ILLUSTRATION: The drawing by Soun Vannithone, based on a painting of c 1950 by Robert Dodge, was commissioned for our cover to go with the second and concluding part of 'The Prospect Behind Us'. It shows the house at 3232 Prospect Avenue (now Prospect Street) in Georgetown, Washington DC, where Jane Davidson's family lived and from which she married Alan Davidson, thus bringing into being - although unwittingly, for many years were to pass before history unfolded this particular one among the myriad consequences of the event - the editorial team which would be responsible for PPC. It was this street name which, when a name had to be found in 1979 for the publishers of the new journal, provided the inspiration for 'Prospect Books'.
THE PROSPECT BEHIND US, Part Two
How It All Worked
Alan Davidson
In Part One of this essay the author described the history of Prospect Books, from 1979 to 1993, in terms of its publications - how we came to meet authors, how external factors and coincidences conspired to shape our publishing programme, and so on. In Part Two, he surveys the mechanics of the operation. How was it funded, organized, staffed; how
were books sold; and so on.
When I attended a meeting in Santa Barbara, California, to set up the American Institute of Wine and Food and its journal and publishing programme, I quickly learned the conventional wisdom about what things have to be done first in such a situation: namely deciding how many millions of dollars have to be raised in advance of any activity, and
appointing a firm of fund-raisers to attend to this.
It was fortunate that I was unaware of these requirements when Prospect Books was founded, otherwise nothing would have happened. We naively thought that if the ten partners each put the same amount into the kitty we ought to be able to manage. And, given the financial situation of Partner Six, our youngest daughter (Jennifer), we reckoned that this amount had to be £5.
Of course we needed premises. So we allocated part of a broom cupboard under the stairs in our house, plus a small table in an adjacent room and a box of file cards. That seemed to be sufficient and indeed was for quite a while. There were no utility bills, as the presence of this cuckoo in our nest (as it subsequently turned out to be) did not make any measurable difference to our consumption of electricity and most of the phone calls were to people I enjoyed chatting with anyway.

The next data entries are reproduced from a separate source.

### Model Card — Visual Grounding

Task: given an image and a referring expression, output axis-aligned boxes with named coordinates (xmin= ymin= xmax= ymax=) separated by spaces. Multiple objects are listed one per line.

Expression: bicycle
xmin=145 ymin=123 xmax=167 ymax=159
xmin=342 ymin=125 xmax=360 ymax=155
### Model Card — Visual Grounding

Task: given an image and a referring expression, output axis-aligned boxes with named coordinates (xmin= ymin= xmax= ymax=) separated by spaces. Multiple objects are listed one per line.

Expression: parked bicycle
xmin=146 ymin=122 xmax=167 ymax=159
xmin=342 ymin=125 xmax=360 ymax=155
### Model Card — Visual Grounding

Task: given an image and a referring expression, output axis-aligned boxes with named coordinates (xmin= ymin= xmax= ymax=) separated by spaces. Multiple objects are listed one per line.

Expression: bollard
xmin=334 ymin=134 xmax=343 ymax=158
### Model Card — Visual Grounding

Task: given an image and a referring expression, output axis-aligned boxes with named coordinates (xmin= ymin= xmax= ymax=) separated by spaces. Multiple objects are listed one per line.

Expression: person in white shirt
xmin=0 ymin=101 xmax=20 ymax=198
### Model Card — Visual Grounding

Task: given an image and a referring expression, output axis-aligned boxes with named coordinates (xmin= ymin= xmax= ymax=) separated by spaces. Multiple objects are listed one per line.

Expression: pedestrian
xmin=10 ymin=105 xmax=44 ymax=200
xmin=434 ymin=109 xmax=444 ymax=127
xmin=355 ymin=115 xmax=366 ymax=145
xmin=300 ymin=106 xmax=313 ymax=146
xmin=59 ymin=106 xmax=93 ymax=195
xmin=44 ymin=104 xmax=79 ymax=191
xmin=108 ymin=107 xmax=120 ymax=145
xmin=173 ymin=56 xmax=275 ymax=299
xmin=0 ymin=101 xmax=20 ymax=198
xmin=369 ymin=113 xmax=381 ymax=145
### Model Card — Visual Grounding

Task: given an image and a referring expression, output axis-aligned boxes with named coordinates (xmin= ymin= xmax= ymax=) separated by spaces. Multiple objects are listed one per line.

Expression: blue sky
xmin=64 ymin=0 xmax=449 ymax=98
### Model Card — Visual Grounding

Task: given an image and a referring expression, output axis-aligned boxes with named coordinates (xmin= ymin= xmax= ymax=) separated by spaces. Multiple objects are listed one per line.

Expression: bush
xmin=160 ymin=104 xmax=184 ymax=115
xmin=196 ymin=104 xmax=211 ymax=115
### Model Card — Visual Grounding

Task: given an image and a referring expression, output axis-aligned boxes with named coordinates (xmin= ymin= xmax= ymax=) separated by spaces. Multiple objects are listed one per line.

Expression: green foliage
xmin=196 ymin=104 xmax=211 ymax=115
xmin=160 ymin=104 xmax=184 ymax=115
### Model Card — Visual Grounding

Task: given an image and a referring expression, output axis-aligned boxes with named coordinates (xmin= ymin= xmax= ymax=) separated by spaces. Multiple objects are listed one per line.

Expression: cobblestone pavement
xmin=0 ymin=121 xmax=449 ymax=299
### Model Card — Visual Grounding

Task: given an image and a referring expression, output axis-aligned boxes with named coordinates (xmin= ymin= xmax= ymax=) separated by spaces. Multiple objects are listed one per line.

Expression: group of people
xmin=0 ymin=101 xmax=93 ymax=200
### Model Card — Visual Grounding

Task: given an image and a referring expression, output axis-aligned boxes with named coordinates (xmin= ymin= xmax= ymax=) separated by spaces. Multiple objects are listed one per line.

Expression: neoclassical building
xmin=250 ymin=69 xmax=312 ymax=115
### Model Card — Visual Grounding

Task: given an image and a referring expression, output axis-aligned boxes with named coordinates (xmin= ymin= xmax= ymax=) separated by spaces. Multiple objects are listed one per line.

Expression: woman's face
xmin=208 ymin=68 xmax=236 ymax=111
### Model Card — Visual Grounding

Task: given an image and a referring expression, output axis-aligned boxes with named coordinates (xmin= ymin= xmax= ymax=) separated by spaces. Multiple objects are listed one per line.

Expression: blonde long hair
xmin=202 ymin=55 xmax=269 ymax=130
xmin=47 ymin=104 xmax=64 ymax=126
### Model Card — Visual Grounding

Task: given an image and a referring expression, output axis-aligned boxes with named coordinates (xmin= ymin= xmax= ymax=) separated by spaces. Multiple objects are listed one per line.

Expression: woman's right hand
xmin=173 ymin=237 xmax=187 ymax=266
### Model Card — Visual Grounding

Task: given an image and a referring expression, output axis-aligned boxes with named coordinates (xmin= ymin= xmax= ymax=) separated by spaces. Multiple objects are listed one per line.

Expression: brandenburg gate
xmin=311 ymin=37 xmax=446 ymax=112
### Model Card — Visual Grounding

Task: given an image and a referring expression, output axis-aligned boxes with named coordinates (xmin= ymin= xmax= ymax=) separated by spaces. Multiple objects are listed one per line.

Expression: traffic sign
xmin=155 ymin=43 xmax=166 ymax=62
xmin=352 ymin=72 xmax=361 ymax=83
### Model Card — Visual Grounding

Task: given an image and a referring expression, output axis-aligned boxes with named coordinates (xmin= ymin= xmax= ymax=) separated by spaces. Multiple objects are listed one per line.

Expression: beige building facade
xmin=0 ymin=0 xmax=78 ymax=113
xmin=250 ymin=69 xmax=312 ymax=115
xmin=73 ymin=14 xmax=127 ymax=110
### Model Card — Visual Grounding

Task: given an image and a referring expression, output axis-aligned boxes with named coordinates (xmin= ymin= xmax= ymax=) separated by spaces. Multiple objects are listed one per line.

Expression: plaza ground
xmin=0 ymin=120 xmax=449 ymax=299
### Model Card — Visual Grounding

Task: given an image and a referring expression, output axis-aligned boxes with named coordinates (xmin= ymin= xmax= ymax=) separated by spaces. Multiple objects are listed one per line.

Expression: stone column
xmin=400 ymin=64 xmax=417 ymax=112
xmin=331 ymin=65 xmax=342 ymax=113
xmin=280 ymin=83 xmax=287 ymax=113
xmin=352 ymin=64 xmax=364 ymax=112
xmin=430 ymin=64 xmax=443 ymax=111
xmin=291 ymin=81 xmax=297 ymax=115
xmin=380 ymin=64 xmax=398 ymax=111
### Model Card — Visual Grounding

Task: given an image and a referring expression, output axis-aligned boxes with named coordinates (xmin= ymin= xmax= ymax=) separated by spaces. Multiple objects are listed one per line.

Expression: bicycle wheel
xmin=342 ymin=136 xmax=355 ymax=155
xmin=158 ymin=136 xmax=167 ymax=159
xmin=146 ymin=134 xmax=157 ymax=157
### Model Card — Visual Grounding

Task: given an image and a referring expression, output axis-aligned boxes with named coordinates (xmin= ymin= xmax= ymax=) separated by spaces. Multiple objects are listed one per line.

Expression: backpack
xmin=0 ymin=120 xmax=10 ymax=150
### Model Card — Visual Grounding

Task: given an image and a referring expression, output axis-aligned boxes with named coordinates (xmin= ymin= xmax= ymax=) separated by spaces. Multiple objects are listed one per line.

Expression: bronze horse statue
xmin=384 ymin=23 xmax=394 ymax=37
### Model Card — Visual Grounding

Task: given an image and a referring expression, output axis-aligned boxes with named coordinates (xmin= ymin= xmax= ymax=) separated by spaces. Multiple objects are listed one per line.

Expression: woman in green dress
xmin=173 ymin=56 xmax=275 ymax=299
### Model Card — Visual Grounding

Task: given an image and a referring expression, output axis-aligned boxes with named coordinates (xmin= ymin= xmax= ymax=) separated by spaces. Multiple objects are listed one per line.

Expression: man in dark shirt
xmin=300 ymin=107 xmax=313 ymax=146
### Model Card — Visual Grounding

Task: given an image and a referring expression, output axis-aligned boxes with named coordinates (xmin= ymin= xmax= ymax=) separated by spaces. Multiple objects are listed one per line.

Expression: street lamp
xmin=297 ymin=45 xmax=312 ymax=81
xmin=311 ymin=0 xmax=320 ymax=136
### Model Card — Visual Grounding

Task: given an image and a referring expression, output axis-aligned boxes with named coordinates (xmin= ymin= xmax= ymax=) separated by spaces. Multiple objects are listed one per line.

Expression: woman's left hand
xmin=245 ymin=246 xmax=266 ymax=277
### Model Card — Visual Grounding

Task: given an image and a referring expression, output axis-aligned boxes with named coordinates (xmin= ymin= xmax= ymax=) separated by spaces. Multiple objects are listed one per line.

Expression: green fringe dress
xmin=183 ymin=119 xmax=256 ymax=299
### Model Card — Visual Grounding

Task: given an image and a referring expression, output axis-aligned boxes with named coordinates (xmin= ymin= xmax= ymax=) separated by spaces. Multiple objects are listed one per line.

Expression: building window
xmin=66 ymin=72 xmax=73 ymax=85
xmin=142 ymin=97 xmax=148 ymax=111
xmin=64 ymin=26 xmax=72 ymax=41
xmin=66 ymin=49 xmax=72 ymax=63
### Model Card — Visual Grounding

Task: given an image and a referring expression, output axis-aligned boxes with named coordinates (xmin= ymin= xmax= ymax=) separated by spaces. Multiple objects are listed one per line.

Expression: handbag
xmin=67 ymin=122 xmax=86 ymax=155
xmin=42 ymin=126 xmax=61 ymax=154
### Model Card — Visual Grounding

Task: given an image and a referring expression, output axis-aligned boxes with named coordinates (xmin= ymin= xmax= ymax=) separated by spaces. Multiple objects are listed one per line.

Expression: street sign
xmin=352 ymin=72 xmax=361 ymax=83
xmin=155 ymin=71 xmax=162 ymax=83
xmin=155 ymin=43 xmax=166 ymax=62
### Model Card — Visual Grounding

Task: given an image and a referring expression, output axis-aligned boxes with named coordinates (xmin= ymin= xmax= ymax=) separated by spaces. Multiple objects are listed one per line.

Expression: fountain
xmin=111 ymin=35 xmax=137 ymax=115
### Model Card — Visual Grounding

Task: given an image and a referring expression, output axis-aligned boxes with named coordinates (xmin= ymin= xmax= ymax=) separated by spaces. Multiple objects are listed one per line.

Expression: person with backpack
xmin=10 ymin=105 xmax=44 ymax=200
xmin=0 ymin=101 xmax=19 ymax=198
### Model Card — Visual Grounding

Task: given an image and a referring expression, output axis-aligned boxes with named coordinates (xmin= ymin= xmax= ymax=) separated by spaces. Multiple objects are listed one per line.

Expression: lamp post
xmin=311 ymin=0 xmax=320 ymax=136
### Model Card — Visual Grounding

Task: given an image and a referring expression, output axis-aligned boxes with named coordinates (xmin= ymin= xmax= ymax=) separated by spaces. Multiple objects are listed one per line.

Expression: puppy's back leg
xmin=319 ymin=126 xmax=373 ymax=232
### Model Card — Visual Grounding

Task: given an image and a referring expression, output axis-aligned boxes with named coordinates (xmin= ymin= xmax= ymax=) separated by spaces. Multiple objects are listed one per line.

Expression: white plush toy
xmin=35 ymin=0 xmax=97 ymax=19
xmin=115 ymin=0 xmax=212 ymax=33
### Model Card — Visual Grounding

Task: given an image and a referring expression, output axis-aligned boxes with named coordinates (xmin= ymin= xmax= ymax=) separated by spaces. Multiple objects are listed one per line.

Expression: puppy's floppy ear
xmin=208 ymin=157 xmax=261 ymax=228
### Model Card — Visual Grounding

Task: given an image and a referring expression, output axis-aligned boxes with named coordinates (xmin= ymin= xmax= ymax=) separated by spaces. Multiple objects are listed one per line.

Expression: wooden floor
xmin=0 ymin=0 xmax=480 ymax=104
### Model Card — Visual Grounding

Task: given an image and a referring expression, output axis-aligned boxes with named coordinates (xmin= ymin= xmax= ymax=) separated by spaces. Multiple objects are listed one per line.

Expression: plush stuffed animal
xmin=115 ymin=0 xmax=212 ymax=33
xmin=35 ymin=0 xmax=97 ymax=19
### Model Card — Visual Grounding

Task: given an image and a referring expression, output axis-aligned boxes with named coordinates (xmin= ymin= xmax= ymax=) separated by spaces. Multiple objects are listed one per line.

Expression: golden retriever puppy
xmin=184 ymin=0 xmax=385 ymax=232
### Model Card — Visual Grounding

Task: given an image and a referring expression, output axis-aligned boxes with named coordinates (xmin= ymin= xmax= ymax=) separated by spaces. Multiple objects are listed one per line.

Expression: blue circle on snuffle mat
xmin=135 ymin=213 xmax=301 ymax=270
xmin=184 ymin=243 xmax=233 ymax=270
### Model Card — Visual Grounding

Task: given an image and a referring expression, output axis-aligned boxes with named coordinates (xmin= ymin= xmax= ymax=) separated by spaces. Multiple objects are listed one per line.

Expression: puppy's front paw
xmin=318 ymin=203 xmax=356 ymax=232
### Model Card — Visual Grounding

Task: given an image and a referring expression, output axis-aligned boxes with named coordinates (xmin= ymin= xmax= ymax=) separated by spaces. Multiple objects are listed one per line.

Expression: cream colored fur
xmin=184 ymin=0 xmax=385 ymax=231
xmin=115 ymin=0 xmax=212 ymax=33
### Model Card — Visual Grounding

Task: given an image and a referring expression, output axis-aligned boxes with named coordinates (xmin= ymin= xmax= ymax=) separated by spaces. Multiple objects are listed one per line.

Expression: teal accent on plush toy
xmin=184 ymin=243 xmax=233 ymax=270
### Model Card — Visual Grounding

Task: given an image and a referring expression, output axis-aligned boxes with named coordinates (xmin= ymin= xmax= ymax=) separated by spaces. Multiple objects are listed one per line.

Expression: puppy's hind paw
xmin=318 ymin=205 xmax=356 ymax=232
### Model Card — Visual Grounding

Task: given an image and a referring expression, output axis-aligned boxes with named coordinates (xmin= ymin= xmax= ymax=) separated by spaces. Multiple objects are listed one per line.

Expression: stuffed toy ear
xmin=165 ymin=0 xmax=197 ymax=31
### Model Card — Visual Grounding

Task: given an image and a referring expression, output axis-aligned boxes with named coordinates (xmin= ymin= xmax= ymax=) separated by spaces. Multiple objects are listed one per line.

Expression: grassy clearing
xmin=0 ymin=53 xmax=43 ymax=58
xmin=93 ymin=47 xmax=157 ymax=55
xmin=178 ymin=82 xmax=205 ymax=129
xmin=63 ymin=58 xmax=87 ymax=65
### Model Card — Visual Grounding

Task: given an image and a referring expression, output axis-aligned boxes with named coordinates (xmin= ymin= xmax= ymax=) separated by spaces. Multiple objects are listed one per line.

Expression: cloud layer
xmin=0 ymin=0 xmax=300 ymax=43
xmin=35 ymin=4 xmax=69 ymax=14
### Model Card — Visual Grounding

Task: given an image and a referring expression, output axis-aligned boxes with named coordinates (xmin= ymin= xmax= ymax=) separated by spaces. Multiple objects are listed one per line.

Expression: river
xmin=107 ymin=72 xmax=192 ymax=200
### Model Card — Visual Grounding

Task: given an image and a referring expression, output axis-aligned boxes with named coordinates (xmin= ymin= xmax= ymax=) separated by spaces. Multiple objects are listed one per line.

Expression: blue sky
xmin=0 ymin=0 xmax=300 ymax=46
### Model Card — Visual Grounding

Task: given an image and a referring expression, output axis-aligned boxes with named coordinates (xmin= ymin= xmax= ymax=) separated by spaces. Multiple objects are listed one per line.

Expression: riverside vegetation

By the time we needed to pay the printers for the first issue of PPC more than enough revenues had come in from subscribers. Had we stumbled on the secret of a no-capital-needed enterprise? So it seemed, but later on we discovered that publishing books did, eventually, need capital. For the record, a total of £25,000 was required by the time we passed our tenth anniversary.
To begin with, we did everything ourselves, ie my wife Jane and myself plus some daughterly help. Soon, however, we got ourselves paid help (Christine Adams was the pioneer here), starting with two hours a week and building up eventually to four days a week. Mary Gibbs was the first 'help' to work a half week, and a wonderful help she was, but she had met rather a good-looking explorer at the North Pole and went off to marry him. Felicia Freeland was with us next, fresh from anthropological studies in Indonesia, and distinguished herself by organising one of the first Oxford Symposia on Food History - including the keying in of many papers.